Lieve zuster, Je liefdevolle intentie schijnt door je woorden heen en je bezorgdheid ontroerd me. Ik dank je daarvoor! Maar heb je wel eens gehoord van vertrouw op allah maar bindt wel je kameel vast.  :student:  Dit is net zoiets en de grappenmakers vissen we er wel uit inschallah. Moge God hun hele leven tot een grote grap maken. Er zijn ook mensen die via deze weg hun geluk vinden. Dat ze nu misschien in een verschrikkelijk huwelijk zitten weten we gelukkig niet. Maar ja moet toch wat. Voor een moslim is het zo belangrijk om te trouwen. Om nou mijn hele leven in vasten door te brengen. Nou ja het zou kunnen

----------


## benai

Salaam lieve zuster, 

Ik wou je bedanken voor je wijze woorden op dating maroc.nl

Het lot van iedere persoon is al door allah soebhana wa taallah al vastgesteld. En inderdaad met een beetje sbar komt alles goed.

Salaam wa aleikom

een zuster

----------


## haihai

Nou lieve zusters,

 :droef:  Het enige dat je moet doen is je ervoor open stellen. En dan kom je em vanzelf tegen. Als het goed is. En het maakt eigenlijk ook niet uit allemaal. Alles heeft zijn voor- en nadelen. En internet is een optie maar het beste is het via kennissen te proberen. Laat ze weten dat je wanhopig bent en wie weet  :melig2:

----------


## NaimaSoussia

ha ha ha laat ze weten dat je wanhopig bent.

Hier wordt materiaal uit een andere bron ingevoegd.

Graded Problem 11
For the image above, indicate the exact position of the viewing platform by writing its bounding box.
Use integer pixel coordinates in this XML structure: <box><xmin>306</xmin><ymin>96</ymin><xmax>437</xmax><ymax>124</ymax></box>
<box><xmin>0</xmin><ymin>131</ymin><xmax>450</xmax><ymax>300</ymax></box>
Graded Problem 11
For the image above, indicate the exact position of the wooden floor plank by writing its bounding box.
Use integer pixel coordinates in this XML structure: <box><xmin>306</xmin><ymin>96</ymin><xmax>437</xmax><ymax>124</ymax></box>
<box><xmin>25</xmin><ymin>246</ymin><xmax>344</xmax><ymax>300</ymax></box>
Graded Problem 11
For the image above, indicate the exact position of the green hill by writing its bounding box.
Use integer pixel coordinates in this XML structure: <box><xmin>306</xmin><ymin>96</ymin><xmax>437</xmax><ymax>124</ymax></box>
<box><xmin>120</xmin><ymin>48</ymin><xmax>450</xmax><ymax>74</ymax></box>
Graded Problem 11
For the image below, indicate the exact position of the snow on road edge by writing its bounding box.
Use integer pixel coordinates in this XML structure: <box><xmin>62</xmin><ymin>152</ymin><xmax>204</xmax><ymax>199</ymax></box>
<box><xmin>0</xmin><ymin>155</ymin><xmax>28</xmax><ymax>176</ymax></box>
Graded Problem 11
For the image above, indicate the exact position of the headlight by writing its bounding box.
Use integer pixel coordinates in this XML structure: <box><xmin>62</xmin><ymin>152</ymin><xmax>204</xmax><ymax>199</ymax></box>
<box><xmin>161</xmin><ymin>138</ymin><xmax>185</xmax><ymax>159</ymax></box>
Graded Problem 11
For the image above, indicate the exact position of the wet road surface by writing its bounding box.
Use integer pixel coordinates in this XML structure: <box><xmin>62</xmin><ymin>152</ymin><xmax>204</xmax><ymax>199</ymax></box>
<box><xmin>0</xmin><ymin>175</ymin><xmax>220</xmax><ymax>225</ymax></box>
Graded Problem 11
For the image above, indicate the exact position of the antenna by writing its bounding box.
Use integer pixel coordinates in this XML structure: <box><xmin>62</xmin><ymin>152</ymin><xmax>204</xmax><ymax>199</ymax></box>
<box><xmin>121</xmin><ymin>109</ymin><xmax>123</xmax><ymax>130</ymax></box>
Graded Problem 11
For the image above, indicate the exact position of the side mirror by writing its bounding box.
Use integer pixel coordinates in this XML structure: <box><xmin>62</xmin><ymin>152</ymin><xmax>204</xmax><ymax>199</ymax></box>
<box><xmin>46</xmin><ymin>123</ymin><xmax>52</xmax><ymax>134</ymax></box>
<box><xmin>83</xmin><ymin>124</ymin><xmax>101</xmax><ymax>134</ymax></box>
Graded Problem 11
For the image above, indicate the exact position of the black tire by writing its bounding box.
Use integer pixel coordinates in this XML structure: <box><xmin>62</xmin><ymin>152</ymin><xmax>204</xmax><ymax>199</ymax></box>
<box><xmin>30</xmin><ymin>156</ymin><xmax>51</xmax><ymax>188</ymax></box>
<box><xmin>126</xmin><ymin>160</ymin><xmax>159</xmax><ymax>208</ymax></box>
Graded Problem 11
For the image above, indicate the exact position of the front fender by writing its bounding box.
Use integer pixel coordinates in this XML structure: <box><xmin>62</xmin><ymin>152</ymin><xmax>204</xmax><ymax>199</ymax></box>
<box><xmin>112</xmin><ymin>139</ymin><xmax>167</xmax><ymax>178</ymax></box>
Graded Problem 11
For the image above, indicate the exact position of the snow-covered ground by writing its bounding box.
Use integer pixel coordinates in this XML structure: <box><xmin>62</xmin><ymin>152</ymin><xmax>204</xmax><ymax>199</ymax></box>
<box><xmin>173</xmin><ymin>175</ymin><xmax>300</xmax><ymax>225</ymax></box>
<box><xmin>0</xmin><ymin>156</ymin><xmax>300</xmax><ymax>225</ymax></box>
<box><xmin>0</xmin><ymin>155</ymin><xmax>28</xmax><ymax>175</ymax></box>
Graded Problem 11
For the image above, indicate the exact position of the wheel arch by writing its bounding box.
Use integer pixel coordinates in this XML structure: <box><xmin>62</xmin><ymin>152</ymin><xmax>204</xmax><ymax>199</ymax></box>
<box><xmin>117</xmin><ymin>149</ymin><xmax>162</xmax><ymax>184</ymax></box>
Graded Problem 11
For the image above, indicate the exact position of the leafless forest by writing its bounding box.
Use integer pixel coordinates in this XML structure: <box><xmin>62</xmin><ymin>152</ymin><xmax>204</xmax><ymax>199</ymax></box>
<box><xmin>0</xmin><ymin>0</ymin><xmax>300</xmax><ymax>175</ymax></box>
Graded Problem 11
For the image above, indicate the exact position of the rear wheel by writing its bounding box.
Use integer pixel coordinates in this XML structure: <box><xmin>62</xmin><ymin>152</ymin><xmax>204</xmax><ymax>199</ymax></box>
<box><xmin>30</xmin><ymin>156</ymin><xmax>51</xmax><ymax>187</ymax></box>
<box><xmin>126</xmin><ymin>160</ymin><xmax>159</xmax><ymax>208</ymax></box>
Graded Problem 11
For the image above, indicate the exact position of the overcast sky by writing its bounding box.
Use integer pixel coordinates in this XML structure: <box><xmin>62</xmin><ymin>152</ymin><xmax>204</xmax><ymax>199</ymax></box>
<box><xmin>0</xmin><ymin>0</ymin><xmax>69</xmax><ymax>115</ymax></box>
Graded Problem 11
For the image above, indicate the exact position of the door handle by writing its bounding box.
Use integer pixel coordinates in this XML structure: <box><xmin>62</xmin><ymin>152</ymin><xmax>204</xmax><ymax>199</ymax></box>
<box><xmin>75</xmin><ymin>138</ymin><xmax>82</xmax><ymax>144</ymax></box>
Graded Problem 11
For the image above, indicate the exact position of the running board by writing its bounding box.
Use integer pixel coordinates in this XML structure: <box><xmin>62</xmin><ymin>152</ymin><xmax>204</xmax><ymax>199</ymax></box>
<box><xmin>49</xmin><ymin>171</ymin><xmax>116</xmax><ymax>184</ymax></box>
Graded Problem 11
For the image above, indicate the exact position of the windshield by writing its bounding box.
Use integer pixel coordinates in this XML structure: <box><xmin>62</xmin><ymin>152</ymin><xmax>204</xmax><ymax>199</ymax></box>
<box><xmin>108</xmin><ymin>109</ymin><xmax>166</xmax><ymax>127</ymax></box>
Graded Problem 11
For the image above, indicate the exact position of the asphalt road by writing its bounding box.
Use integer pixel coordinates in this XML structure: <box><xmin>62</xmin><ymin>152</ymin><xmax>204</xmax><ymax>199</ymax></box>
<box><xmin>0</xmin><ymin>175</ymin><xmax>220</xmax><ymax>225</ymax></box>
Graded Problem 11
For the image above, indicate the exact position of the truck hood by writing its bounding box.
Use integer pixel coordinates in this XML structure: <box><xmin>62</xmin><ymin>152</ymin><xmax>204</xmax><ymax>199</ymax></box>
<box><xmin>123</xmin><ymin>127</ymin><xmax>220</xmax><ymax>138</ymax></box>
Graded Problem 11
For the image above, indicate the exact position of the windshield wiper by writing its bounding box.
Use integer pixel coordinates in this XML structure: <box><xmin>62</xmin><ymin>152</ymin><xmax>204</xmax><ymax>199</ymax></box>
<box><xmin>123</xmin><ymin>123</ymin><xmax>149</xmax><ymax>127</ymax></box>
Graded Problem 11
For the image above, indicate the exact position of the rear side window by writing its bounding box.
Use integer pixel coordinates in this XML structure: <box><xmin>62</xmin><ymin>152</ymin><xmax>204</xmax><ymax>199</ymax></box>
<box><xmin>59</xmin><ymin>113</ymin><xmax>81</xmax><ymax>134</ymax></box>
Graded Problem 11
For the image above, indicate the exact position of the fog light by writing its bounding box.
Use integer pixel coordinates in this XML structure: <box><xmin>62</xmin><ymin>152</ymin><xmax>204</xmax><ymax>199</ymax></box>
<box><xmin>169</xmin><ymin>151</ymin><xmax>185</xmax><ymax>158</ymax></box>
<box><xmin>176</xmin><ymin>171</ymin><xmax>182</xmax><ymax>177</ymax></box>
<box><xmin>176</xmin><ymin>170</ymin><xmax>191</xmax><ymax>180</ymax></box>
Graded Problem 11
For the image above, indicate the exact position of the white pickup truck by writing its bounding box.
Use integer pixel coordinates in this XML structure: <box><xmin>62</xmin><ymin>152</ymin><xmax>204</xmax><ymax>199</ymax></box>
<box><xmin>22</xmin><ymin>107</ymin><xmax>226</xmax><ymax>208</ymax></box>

tfoe ik zie het al voor me, he mensen willen jullie een beetje voor me rondkijken. please?  :dood:

----------


## mallory

Ja dat is heel lief en heel juist wat je zegt, maar hoe weet je nu zeker welke man de ware voor je is. Er zijn zoveel echtscheidingen de laatste tijd. Ik heb geduld maar toch ben ik bang om de verkeerde te kiezen. Stel dat je trouwt en je hebt kinderen enzo en dan gaat het niet meer goed tussen man en vrouw en ga je scheiden, waarom hen je dan die man getrouwd? Ik wil maar n man in mijn leven, mijn ware liefde maar wie gaat mij vertellen wie dat is?

----------


## Boussa_kiss

> _Geplaatst door soukena81_ 
> *salam aleikom
> 
> 
> lieve zusters
> 
> ik wil jullie het een en ander kwijt over het zoeken van jullie partner. ik gun voor ieder van jullie het aller beste en het geluk van de weleld met het zoeken, wat ik wil zeggen dat het via deze manier (dus via dating )toch een moeilijke weg van zoeken is, daar bedoel ik mee doe het via deze weg niet want er zijn zo veel mannen die niet serieus zijn en het anders zien. dus hier wil ik niet mee zeggen dat alle mannen zo zijn maar de meeste wel .
> 
> meiden geloof in het lot de voorbesteming van allah. allah sabhana thalah heeft jullie leven al vast voorbestemd en heeft jullie partners al uitgezocht dus geschreven met wie jullie gaan trouwen.
> ...


Salaam aleykoem

Toch blijft het moeilijk om je ware tegen te komen, zeker voor bekeerde moslim's. Wij hebben geen familie die ons kan helpen in onze weg naar het huwelijk. Dus waar moeten we ze tegen komen? Weet je hier misschien een antwoord op?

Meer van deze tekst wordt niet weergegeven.